AUGUST 2006 ISSUE VOL 6 NO. 8 CALIFORNIA EDITION

Highlights of the 2006 Hard Disk Drive
Capital Equipment Market and Technology Report

In 2004 through 2006 the hard disk drive industry recovered from the slump in the early 2000’s. This recovery in the industry is leading to unprecedented growth in capital equipment spending. Demand for computer applications have been increasing, particularly for notebook computers. Because of the low cost per GB compared to other digital storage technologies hard disk drives are now playing a major role in many
new digital applications, particularly in the consumer electronics industry. As a consequence, hard disk drive demand has reached unprecedented llevels. Total drive shipments grew almost 25% from 2004 to 2005 (305 to 380 million units) and it is expected to grow 16% more in 2006. A sustained unit growth rate of at least 15% for the industry over the next few years appears very likely

At the same time average disk drive pricing has stabilized considerably. HDD prices tumbled in the late 1990’s and early 2000’s due to many periods of excess inventory, intensive price competition between the players, heavy pressure by customers for lower prices plus the ability to make drives of useful capacities with fewer components due to very rapid areal density increases. Since mid-2003 the rampant price
erosion has come to an end and in 2004 and 2005 prices showed remarkable stability. In 2005 in fact the average price of hard disk drives showed a peak in the second quarter leading to overall somewhat higher price prices in 2005 than 2004.

The causes for increased drive price stability overall include significant industry consolidation. With the mergers of Maxtor and Quantum, Hitachi and IBM drive operations and most recently the acquisition of Maxtor by Seagate there are many fewer competitors in the most competitive hard disk drive markets and thus less odds that one competitors will try to gain market share by undercutting the prices of its competitors.

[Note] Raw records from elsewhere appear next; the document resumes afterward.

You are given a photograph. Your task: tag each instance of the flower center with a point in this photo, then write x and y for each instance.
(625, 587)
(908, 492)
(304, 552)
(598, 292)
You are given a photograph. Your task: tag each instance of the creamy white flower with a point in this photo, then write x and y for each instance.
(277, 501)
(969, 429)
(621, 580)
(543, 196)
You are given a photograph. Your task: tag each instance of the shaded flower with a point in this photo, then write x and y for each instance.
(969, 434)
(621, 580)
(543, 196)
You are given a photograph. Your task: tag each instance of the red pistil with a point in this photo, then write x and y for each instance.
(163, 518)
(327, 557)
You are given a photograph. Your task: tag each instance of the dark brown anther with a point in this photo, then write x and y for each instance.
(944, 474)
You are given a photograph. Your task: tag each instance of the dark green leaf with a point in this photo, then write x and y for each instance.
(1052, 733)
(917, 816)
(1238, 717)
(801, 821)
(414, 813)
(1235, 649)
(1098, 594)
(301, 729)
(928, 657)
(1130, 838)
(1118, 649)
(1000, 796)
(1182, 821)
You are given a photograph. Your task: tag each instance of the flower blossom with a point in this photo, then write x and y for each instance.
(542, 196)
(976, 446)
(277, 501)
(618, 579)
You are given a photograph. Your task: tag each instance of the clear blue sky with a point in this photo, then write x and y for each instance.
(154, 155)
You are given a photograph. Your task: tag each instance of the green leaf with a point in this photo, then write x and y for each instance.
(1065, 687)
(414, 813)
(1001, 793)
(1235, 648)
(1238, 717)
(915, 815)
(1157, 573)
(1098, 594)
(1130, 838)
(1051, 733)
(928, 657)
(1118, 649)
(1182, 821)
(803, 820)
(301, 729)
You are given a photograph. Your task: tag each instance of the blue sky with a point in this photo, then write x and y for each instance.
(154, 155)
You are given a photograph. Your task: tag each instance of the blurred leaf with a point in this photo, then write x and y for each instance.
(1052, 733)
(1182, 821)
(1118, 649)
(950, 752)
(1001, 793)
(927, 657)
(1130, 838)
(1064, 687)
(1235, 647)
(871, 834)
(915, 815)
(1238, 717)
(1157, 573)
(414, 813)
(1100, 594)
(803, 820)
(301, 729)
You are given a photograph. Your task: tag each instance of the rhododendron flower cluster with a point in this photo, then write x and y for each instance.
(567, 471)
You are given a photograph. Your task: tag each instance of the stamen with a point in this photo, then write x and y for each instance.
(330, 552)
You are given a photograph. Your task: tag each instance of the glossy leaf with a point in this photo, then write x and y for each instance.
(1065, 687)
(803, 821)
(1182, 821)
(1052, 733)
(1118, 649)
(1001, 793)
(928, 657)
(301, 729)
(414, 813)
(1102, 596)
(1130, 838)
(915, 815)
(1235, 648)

Another cause of increased price stability is a critical shortage of drive components, especially disks. Shortages of components over the last couple of years limited the industry’s ability to manufacture hard disk drives. Figure 1 shows media sputtering capacity and demand trends from the late 1990’s projected to 2007 including a possible additional constraint on media supply due to yield issues with perpendicular recording media. As a consequence this media shortage may be acting as an external constraint on drive supply and thus help to keep drive inventories within acceptable levels and sustaining more stable HDD ASPs.

         

Technology development in the HDD industry has recovered somewhat from the slow down in 2002 through mid-2004. Starting in Q2 2004 another spurt of technology introductions began which has led to a rapid but intermittent stream of higher areal densities. Plotting the introduction of products with new areal density levels demonstrates the uneven pace of new technology introduction. Both public technology demonstrations and new product introductions with higher areal densities tend to occur over a few quarters and then no new areal density introductions occur for a few quarters until the new technologies have matured.

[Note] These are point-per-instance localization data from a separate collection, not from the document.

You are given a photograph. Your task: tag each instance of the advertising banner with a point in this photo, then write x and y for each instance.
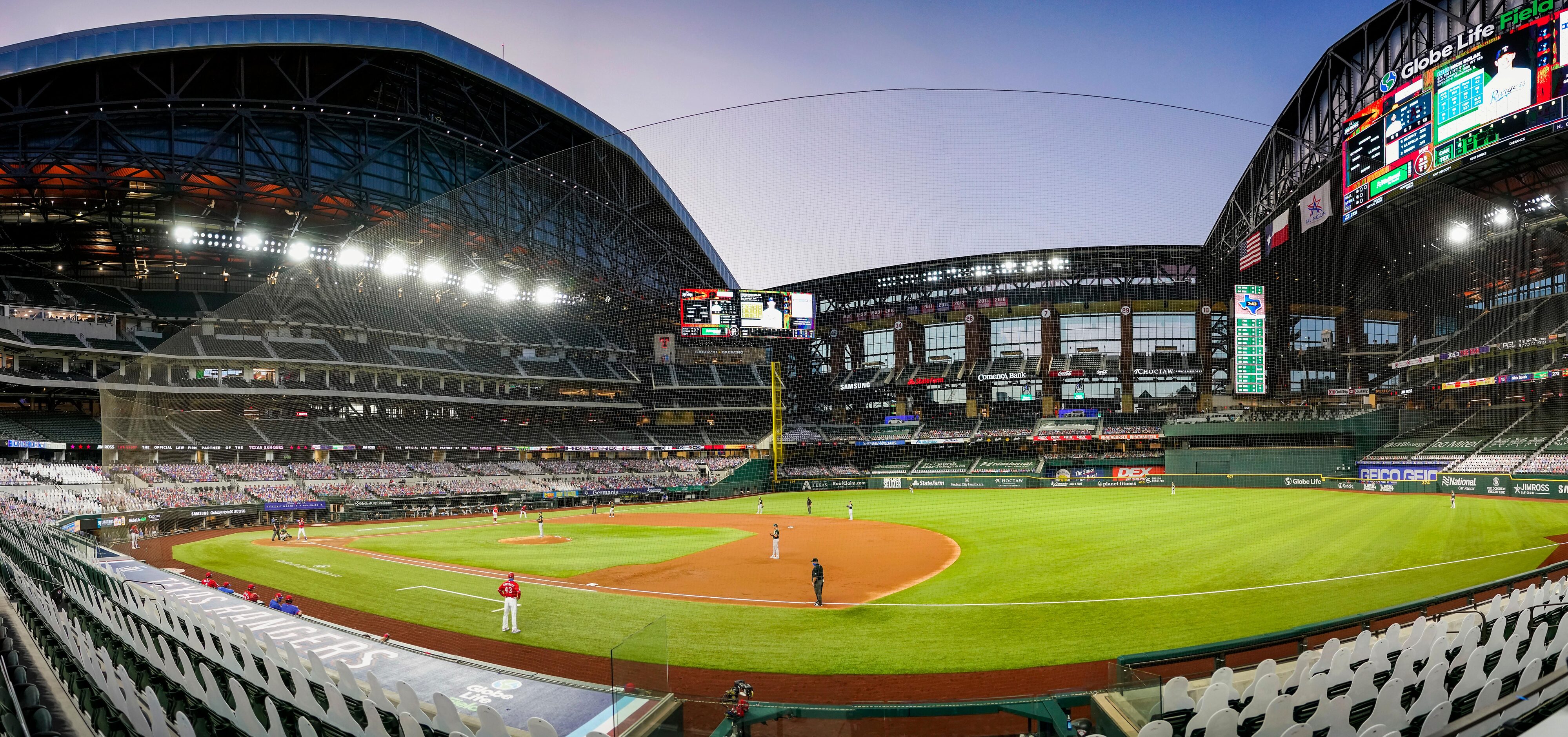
(1398, 472)
(295, 505)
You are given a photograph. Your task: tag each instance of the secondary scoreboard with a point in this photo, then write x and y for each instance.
(1250, 335)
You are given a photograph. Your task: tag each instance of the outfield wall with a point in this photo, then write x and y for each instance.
(1539, 487)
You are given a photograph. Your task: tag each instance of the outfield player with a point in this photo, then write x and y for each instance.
(509, 601)
(816, 579)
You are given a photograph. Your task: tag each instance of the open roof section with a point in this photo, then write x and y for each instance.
(338, 32)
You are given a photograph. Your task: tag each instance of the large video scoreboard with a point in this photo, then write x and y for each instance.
(739, 313)
(1495, 84)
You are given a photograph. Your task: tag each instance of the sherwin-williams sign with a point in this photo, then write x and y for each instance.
(1503, 485)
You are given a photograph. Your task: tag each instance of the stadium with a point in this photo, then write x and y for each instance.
(322, 330)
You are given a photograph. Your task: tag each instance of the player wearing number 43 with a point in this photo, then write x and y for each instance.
(509, 601)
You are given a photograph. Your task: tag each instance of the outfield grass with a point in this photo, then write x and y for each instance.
(592, 548)
(1144, 546)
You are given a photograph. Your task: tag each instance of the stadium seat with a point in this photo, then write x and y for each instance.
(1222, 724)
(1335, 716)
(447, 719)
(1277, 717)
(1437, 721)
(1158, 728)
(1388, 710)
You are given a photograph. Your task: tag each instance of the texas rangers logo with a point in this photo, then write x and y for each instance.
(1316, 208)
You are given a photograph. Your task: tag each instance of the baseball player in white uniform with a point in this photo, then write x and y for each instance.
(509, 601)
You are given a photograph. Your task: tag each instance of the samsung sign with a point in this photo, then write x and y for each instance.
(1399, 472)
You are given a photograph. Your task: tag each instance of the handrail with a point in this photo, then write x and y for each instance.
(1296, 634)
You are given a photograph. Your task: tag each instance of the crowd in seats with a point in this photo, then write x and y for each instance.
(1490, 463)
(281, 493)
(255, 471)
(466, 487)
(225, 496)
(68, 472)
(189, 472)
(372, 469)
(400, 490)
(13, 476)
(145, 472)
(521, 466)
(171, 496)
(1545, 463)
(560, 466)
(313, 471)
(341, 490)
(603, 466)
(440, 469)
(1413, 678)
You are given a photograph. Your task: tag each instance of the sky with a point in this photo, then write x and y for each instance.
(805, 189)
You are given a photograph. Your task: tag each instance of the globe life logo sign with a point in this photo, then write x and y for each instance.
(1473, 36)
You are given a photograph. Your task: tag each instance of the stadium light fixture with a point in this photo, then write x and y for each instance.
(394, 264)
(352, 256)
(433, 274)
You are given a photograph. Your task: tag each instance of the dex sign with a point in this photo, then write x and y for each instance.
(1249, 327)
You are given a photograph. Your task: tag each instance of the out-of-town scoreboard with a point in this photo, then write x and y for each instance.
(1247, 324)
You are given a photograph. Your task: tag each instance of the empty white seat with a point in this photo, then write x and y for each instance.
(1158, 728)
(1277, 719)
(1264, 689)
(1258, 673)
(1432, 689)
(1335, 716)
(1222, 724)
(1175, 697)
(490, 724)
(1437, 719)
(1388, 710)
(1362, 686)
(1489, 694)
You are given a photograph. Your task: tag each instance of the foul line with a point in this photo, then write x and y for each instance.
(582, 587)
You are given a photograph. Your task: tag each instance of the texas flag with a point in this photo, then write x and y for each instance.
(1277, 233)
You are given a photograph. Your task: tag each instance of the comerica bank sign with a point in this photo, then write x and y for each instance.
(1473, 36)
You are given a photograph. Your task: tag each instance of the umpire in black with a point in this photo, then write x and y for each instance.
(816, 579)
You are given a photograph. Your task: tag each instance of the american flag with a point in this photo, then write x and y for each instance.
(1252, 250)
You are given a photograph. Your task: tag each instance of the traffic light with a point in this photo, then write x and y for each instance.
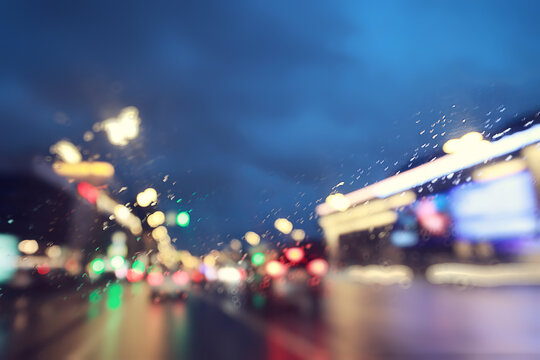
(257, 259)
(182, 219)
(97, 266)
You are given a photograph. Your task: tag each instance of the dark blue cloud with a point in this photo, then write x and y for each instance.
(260, 108)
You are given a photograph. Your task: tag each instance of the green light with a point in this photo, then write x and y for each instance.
(117, 261)
(182, 219)
(98, 266)
(257, 259)
(94, 297)
(115, 297)
(138, 265)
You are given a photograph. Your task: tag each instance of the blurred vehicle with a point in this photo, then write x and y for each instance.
(168, 285)
(293, 281)
(477, 204)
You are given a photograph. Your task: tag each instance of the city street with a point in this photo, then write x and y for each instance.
(357, 322)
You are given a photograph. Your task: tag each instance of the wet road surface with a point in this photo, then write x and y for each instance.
(121, 321)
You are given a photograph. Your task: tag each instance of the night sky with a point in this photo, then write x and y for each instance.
(256, 109)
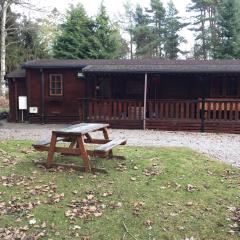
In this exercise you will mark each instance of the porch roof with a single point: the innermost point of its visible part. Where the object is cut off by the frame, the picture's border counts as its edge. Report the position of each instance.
(19, 73)
(139, 65)
(188, 67)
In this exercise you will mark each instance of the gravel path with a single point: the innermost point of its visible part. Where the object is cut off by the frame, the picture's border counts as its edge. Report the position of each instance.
(225, 147)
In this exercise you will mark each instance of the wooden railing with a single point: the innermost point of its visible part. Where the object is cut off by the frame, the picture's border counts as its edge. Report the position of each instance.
(173, 109)
(201, 109)
(114, 110)
(221, 110)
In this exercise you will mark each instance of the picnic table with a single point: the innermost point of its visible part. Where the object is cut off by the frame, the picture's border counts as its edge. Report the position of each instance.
(78, 136)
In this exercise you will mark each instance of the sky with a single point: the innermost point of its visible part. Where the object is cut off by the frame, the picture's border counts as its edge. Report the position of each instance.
(114, 8)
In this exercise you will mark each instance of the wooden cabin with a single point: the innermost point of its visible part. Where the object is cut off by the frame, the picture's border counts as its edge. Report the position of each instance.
(189, 95)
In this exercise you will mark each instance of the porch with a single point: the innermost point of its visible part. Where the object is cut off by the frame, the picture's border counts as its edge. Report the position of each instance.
(205, 115)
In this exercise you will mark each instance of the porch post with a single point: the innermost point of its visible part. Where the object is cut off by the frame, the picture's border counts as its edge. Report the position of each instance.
(145, 101)
(42, 96)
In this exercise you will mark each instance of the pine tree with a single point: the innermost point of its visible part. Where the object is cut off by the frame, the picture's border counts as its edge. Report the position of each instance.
(228, 27)
(204, 27)
(173, 25)
(142, 34)
(107, 39)
(158, 30)
(75, 38)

Capital equipment spending for the hard disk drive industry increased 39% in 2005 from 2004 with a further increase of 29% expected in 2006 over 2005. Table 1 below shows spending for capital equipment in 2005 and 2010 as well as the ratio of capital spending to expected HDD company revenue.

In 2005:

  • 73% of equipment capital equipment spending for production process equipment, 19% for production test and 8% for metrology (see Figure 2).
  • 38 % of equipment capital spending was for head and wafer equipment, 33% for media and substrate equipment and 29% on drive equipment (see Figure 3).

Major factors driving hard disk drive equipment spending
from 2006 through 2010 are:

  • Annual drive volumes increasing 100% between 2005 and 2010
  • Shortages in critical new technology components
  • Form factors ratio changes: 2.5-inch and smaller HDDs will dominate by 2010
  • HDD and component companies have more cash to invest in equipment due to higher drive demand and stable drive prices
  • New HDD applications require new manufacturing capital equipment and process changes
  • Transition to perpendicular recording making much older equipment obsolete
  • Lower flying heights increasing metrology requirements as well as tightening of head and disk specifications
  • By 2009 and 2010, to continue areal density increases the industry must introduce new technologies such as HAMR, discrete track media or patterned media


The report includes in-depth analysis of capital spending trends, technical and market drivers for capital spending, and a breakdown of equipment spending categories and products.